What is Treason?

treason

Treason is a specifically-defined act of disloyalty committed against the government most often associated with spies and subterfuge but the term is frequently used among political rivals seeking to make emphatic statements. Prosecution for treason is rare in the United States.

Treason is the act of giving aid and comfort to an enemy of one's government or physically preventing enforcement of a law. Examples could include assisting anti-government terrorists with websites or recruitment of soldiers; using a group of people to physically stop police from arresting and deporting immigrants; providing guns or food to anti-tax or anti-government rebels who have isolated themselves with the intention of fighting federal agents.

Historically, treason was the crime of attempting to kill the monarch or plotting to kill him or his family. The crime was almost always punishable by death, as was the fate of the infamous conspirator Guy Fawkes of England who was found hiding under the British Parliament with kegs of gunpowder, planning to blow up the government.

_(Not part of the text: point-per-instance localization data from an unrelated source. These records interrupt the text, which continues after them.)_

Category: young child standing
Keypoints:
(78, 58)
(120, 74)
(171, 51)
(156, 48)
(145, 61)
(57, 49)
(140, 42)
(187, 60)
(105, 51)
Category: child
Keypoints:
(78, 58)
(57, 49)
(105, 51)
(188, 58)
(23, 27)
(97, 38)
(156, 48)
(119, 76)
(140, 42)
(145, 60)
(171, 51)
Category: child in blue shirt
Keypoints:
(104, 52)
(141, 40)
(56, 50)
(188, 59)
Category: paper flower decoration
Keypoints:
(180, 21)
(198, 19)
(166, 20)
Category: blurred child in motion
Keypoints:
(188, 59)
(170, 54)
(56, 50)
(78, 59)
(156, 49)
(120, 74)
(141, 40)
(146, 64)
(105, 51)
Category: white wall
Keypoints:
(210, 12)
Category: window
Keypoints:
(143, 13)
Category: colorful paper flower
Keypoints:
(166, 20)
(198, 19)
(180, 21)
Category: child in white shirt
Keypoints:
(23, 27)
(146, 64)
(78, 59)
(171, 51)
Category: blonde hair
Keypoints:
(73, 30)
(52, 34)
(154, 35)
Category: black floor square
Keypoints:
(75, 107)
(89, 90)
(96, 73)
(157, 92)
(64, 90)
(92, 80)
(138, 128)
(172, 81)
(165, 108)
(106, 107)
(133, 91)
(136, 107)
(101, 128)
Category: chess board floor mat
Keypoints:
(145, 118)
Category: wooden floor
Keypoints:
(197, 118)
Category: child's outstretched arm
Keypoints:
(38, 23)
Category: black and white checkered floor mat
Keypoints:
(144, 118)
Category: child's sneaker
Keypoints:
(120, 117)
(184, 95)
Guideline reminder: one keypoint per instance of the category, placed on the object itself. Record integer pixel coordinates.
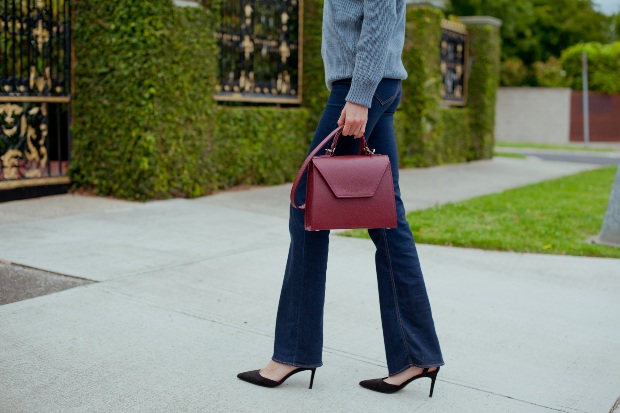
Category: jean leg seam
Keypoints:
(400, 322)
(299, 307)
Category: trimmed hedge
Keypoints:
(456, 135)
(484, 52)
(418, 120)
(257, 145)
(603, 66)
(429, 134)
(146, 125)
(143, 113)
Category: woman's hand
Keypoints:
(354, 118)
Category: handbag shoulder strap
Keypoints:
(335, 134)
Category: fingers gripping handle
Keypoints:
(335, 135)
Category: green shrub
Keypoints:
(549, 73)
(419, 122)
(603, 66)
(484, 50)
(513, 73)
(258, 145)
(456, 135)
(143, 110)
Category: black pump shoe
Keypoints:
(254, 377)
(383, 387)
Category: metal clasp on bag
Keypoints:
(369, 151)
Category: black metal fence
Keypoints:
(35, 92)
(454, 63)
(260, 51)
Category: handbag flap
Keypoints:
(352, 176)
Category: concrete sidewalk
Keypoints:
(186, 294)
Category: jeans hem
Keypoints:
(422, 366)
(309, 366)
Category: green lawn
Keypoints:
(548, 146)
(552, 217)
(510, 155)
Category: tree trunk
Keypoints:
(610, 233)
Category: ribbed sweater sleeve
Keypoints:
(371, 51)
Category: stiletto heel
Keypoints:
(433, 378)
(254, 377)
(383, 387)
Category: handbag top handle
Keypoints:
(364, 149)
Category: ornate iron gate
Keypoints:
(454, 61)
(260, 51)
(35, 92)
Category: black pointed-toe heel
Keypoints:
(383, 387)
(254, 377)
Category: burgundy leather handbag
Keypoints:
(347, 191)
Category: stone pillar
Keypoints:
(484, 61)
(610, 233)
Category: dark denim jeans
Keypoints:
(408, 328)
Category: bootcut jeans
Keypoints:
(408, 328)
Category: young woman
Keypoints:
(362, 43)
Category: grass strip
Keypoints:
(550, 146)
(552, 217)
(510, 155)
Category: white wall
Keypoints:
(528, 114)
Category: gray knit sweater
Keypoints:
(363, 40)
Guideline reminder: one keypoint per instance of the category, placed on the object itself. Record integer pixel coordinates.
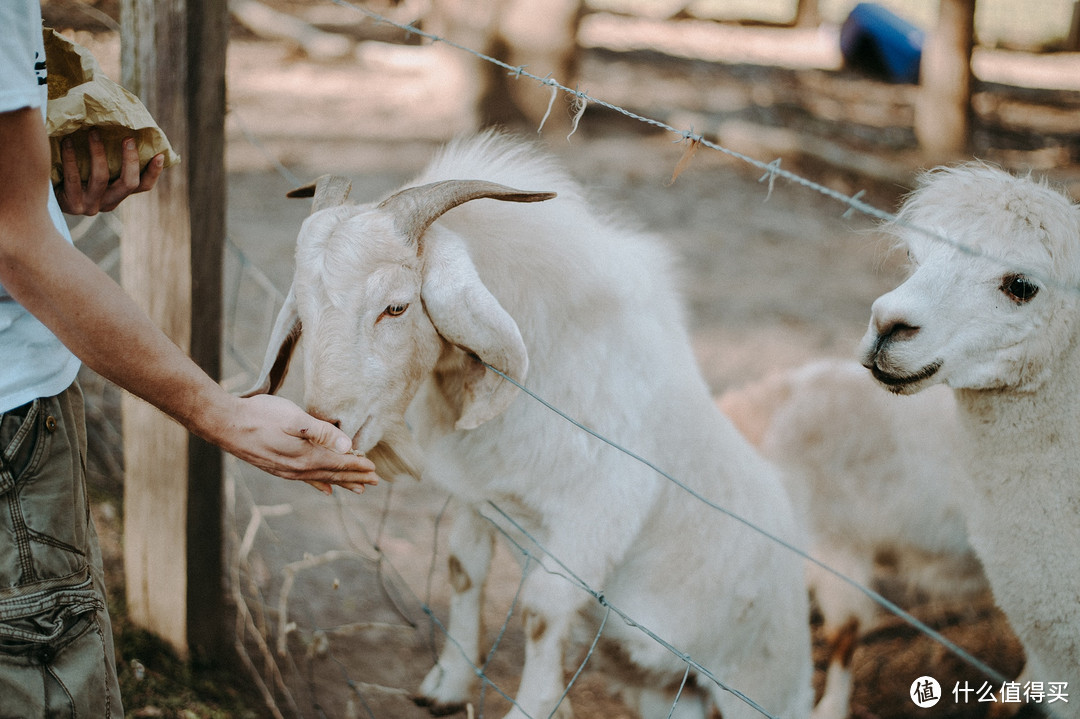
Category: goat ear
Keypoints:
(283, 338)
(327, 190)
(469, 316)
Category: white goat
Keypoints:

In the United States, the most famous act of treason was when American general Benedict Arnold offered to sell the strategic outpost of West Point, on the Hudson River in New York, to the British because he was not shown respect by his American colleagues. This constitutes treason because he aided the enemy. His plot was uncovered when a British spy was captured, but he managed to flee to the British side and fight for them throughout the rest of the war. He was not tried but his name remains synonymous with "traitor."

Espionage Definition

Those who attempt or succeed in selling secrets or classified information to another country may be charged with espionage but are not necessarily traitors. The American couple Julius and Ethel Rosenberg were tried, convicted, and executed in 1953 for passing top secret information about nuclear technology and jet propulsion to the Soviet Union. Their children maintained that the prosecution was overwhelmed by Cold War fears but declassified material later confirmed that even Ethel Rosenberg conspired to hide money associated with the transactions.

In a similar case that spanned the 1980s to 2001, a high-level employee of the F.B.I., Robert Hanssen, passed military secrets to the Soviet Union, including the presence of a secret tunnel under the Soviet embassy in Rome. His identity was not discovered until the agency paid a Russian $7 million to steal Soviet files on their contact. Hanssen accepted a plea deal to avoid a possible death sentence but he was charged with espionage, not treason. He is serving 15 consecutive life sentences in a high security prison.

Modern Cases of Treason

In the early days of the United States the law against treason was tested by the Whisky Rebellion: dozens of distillers in Western Pennsylvania refused to pay taxes on their products, and when the collectors attempted to press the matter, armed groups forcibly turned them away. President Washington himself rode at the front of a militia from several states to quash the rebellion. The group's actions, denying the enforcement of a law, amounted to treason but most involved were pardoned and few taxes were collected.

During the World Wars, American immigrant residents' ties to their home countries were frequently scrutinized and questioned. Japanese descendants were sent to internment camps in Western states to allegedly prevent them from collaborating with the enemy.

In the 1940s, a handful of German immigrants and one naturalized citizen did commit treason: as part of Operation Pastorius they were trained in Germany and returned to the U.S. to sabotage American industries in 1942. Of the eight men who were equipped and trained by Germany, six were found, tried, and executed during the war while two who told the F.B.I. about the plot were spared but sent to prison. Even the parents of the one naturalized citizen, Herbert Haupt, were tried for treason and deported because they did not report their son's activities.

An American fighter pilot, Martin James Monti, stole an airplane from a base in Italy and defected to Nazi Germany during WWII, helping to write pro-German leaflets and broadcasting similar information on the radio. After the war he returned to Italy, surrendered to American forces, and was court martialed for his desertion. A year later he was inexplicably allowed to reenlist, then honorably discharged. In 1949 he was prosecuted on multiple counts of treason, to which he admitted and pleaded guilty. Monti was given a 25 year sentence and $10,000 fine but was paroled 10 years later.